In correspondence with CNBC, Stone’s description of his expenditures only grew more opaque.

Stone said in an April 25 email of which his legal fees “are more than a half million in addition to projected, with the bogus DNC lawsuit to reach [$1 million].”

The DNC’s suit was filed April 20 — weeks after Engels wrote of which Stone has incurred “nearly a million dollars” in fees.

“I’m not at liberty to discuss or comment on his strategy or legal efforts past what I have already stated,” Engels said in an email to CNBC.

In a follow-up message Tuesday, Stone said the math was “simple.” He said of which his fees for the congressional investigations totaled “just under $475,000” in addition to of which roughly another $175,000 was spent on his Florida attorneys, who attempted to dismiss the Protect Democracy lawsuit in October.

His fees so far, he said Tuesday, total $650,000. of which’s more than $100,000 higher than the figure cited in a form letter sent the same day.

in addition to in a brand-new explanation of his projected legal costs, Stone revealed of which, rather than merely defend himself against outside threats, he plans to take proactive legal actions against the government.

Stone told CNBC of which his legal fees include filing public records requests in addition to an upcoming lawsuit against the government over an alleged warrant against him through the Foreign Intelligence Surveillance Act, or FISA.

“of which’s the greatest violation of civil liberties in American political history,” Stone said of the alleged warrant in an interview with right-wing conspiracy theorist Alex Jones. “of which’s an outrageous crime for which somebody has to be punished.”

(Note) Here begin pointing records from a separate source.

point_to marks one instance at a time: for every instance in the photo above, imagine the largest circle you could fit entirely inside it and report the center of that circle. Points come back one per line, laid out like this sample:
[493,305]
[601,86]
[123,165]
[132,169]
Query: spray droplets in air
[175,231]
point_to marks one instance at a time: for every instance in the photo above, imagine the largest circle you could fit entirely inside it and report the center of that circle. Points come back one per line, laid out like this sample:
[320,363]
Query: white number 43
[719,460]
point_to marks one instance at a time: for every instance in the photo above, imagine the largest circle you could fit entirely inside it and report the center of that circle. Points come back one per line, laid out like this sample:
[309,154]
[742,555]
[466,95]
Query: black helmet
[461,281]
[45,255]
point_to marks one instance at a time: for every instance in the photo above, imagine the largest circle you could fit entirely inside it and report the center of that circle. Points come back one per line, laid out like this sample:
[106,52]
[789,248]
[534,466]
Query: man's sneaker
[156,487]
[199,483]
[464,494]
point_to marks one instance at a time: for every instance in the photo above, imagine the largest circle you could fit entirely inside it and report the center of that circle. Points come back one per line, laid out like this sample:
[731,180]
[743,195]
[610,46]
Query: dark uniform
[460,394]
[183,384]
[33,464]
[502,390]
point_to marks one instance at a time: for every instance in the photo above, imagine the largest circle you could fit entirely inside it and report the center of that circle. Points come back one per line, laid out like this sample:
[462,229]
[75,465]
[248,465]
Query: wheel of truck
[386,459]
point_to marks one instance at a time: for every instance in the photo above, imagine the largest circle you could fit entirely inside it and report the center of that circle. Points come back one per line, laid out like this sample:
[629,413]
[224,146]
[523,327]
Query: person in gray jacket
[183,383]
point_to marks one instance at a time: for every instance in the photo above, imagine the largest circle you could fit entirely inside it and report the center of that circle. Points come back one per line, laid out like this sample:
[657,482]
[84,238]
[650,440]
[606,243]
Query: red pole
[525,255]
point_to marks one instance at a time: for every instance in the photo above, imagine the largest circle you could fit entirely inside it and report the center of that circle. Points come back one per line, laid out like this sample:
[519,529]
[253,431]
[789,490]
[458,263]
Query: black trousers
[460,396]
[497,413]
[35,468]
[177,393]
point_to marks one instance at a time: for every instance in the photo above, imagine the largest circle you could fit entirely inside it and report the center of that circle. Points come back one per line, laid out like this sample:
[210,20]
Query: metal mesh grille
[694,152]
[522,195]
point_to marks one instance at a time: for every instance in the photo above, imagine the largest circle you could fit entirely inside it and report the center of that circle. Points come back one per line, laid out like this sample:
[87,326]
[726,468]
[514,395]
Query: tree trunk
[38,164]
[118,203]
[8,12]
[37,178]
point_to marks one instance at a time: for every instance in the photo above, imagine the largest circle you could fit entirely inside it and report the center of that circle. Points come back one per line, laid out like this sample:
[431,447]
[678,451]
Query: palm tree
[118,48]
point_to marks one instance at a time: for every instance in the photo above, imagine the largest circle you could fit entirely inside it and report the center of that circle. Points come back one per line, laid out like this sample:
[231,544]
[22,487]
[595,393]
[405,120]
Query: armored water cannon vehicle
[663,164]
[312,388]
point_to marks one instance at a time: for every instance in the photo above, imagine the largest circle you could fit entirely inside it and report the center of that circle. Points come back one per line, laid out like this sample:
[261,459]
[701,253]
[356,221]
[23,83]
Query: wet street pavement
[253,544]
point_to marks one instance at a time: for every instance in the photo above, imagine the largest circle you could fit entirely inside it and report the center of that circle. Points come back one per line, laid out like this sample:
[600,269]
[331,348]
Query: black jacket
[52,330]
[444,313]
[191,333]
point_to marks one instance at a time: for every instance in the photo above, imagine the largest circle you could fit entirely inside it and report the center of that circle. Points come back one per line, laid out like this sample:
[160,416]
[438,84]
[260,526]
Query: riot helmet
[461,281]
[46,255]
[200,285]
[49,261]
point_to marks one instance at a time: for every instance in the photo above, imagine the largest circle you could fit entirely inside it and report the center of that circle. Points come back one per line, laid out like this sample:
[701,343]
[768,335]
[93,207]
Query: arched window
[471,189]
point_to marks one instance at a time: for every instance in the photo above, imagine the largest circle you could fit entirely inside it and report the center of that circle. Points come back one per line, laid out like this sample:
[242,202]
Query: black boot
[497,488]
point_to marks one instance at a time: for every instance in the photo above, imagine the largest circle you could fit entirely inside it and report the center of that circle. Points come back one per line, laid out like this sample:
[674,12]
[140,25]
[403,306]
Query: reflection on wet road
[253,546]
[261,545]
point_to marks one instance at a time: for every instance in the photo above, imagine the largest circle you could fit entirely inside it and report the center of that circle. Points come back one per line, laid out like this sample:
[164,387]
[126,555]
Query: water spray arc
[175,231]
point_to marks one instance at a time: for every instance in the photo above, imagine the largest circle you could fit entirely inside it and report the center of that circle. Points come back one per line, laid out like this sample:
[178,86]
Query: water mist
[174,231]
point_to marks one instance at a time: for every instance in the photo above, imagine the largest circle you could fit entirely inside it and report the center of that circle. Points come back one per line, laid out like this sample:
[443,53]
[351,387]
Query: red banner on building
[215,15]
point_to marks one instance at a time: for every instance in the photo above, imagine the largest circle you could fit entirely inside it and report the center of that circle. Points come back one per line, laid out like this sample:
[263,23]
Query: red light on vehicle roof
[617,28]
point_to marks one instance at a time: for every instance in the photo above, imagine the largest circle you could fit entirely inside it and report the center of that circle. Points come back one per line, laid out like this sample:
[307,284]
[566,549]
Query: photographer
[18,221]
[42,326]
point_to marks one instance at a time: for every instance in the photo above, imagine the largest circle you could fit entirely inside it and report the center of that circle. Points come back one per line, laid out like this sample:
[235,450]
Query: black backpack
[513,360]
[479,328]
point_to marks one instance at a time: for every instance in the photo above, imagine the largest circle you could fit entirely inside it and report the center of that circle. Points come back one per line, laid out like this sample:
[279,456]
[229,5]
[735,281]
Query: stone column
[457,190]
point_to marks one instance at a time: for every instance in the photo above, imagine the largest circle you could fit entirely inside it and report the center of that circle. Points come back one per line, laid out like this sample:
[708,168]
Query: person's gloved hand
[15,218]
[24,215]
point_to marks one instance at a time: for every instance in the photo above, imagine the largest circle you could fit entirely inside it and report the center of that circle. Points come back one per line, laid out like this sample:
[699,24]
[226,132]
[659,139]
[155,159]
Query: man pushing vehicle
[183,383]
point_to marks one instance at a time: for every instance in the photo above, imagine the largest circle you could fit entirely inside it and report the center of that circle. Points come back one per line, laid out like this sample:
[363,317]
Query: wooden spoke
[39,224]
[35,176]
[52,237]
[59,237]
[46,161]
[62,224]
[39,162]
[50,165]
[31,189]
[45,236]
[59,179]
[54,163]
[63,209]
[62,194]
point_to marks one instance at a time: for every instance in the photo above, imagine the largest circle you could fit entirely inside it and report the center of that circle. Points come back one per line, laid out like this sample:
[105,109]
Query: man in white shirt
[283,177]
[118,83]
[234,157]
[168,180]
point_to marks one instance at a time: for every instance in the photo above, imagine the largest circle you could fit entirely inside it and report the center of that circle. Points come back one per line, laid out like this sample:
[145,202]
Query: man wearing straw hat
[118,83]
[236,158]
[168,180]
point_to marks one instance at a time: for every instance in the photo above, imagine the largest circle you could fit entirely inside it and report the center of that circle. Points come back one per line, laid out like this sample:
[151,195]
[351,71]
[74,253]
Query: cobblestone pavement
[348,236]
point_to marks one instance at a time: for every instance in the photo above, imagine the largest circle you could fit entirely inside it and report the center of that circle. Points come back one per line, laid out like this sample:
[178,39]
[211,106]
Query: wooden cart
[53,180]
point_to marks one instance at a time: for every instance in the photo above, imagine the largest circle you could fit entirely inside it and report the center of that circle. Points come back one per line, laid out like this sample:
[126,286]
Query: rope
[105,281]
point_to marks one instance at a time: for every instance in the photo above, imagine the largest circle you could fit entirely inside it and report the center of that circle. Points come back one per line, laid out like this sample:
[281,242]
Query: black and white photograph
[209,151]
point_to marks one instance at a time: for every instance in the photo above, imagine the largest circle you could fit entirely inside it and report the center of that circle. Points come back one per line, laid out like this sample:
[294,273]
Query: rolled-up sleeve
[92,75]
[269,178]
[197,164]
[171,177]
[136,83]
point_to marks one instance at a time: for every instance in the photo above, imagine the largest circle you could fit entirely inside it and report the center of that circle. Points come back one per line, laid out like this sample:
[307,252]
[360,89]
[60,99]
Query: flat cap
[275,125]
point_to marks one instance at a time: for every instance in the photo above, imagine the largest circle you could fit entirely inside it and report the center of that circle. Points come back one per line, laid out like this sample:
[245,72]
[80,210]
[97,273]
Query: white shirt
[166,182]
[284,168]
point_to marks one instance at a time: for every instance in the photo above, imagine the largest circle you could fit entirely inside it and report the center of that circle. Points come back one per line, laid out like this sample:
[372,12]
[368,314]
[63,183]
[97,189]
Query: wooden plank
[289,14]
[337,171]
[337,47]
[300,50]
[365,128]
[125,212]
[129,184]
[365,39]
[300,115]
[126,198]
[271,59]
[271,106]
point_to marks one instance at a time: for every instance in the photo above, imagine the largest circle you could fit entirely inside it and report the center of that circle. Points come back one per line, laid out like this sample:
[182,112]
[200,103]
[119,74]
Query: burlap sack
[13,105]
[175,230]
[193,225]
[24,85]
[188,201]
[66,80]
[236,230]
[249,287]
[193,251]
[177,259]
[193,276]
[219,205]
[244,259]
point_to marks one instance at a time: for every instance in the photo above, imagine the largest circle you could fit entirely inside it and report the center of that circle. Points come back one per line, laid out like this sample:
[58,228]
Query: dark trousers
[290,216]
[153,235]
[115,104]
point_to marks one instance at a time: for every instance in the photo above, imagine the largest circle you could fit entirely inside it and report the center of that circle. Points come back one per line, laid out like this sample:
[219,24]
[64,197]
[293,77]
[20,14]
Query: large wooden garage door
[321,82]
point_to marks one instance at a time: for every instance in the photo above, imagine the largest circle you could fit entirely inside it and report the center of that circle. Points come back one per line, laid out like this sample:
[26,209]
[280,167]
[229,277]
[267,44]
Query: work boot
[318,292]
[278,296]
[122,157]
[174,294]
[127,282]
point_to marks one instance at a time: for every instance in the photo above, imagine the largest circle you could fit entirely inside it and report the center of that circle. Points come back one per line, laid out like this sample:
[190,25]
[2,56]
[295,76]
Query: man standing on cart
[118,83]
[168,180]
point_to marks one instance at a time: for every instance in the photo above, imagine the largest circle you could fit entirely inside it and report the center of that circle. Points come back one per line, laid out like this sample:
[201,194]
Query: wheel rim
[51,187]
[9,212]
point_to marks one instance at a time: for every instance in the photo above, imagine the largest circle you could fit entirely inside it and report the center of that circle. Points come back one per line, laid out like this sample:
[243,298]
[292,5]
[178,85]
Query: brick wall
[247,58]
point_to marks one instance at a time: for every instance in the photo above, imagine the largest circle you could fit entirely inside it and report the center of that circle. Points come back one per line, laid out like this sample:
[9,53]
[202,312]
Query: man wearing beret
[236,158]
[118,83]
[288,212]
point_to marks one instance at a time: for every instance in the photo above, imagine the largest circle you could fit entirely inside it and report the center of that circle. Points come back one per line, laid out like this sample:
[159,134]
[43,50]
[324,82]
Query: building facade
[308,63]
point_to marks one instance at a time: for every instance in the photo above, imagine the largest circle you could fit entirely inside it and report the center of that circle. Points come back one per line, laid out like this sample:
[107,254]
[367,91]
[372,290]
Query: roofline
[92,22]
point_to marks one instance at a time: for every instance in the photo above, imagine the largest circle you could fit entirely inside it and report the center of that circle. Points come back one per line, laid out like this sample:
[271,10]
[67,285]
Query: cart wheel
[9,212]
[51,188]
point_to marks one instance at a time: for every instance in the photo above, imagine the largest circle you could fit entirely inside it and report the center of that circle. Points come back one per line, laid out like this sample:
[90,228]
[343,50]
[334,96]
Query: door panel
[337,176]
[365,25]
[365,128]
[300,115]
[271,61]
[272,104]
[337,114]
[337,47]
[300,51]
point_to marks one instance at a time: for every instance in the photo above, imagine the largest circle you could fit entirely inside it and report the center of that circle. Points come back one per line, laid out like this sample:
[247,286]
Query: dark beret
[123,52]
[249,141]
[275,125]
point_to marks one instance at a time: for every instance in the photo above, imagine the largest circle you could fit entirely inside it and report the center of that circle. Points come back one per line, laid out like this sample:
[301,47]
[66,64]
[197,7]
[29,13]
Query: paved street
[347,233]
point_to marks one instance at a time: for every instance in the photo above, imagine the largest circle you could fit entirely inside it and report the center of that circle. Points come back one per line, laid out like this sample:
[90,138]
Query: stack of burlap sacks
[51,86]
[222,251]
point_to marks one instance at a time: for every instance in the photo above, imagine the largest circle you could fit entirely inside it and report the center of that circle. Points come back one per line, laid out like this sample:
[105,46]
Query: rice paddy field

Such warrants, which are arbitrated in secret courts to spy on Americans suspected of illegal foreign activities, have become a political lightning rod in Congress in recent months. Republicans, including Reps. Devin Nunes in addition to Trey Gowdy, have accused the Justice Department of seeking warrants against Trump-connected figures based on political bias. Nunes worked on Trump’s transition team after the 2016 election.

Stone said of which as much as $350,000 of the projected $1 million he faces in legal fees will be spent on proactive government litigation — which is usually never mentioned inside the form emails sent to his subscribers or on his legal fund website.

This specific again contradicts Stone’s earlier remarks on his website, when he wrote of which preparing to testify before the Senate Intelligence Committee is usually what could inflate his legal bills near the million-dollar mark.

Stone did not respond to a detailed list of questions by CNBC about the legal defense fund in addition to how he planned to use of which.